Our visit to Florence took us to the breathtaking source of the Italian Renaissance. You saw and felt history in every direction and at all times. We spent 5 days on patrol revisiting our art history textbooks from college only this time we were there in person.
The art was amazing, but the place that really boggled our minds was Museo Galileo, what used to be called The Institute and Museum of the History of Science. When you go room to room and see the scientific instruments these people imagined and invented, you will gain a new appreciation of just how smart these folks were.
The museum is home to the only surviving instruments designed and built by Galileo. We saw his two original telescopes and the objective lens of the telescope with which Galileo discovered Jupiter’s moons. In addition, the museum is a repository for two dynasties that once ruled Florence: The Medici and the House of Lorraine. A little on the macabre side you even can see two fingers and a tooth from Galileo himself! There are over 1000 instruments and experimental apparatuses on display.
You learn about the Medici collections and how they promoted a scientific culture during the Renaissance.
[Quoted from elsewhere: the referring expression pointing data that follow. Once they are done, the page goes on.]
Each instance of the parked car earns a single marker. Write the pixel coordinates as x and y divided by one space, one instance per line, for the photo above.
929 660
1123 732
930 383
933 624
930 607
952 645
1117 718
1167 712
You also learn how The House of Lorraine collections from the 18th and 19th centuries show the foundation of science for the modern age.
As you wander room to room, you will see many mathematical, nautical, cosmographical instruments, ingenious glass thermometers, precise clocks that keep track of time of day, week, month, year, and the earth in relation to the moon, sun, and planets. There are detailed representations of the world, globes, and machines of war.
There are so many must-sees in Florence; it is easy to miss this one. Seeing the mechanical side of the Renaissance gave me a much broader view of these talented and brilliant Florentines.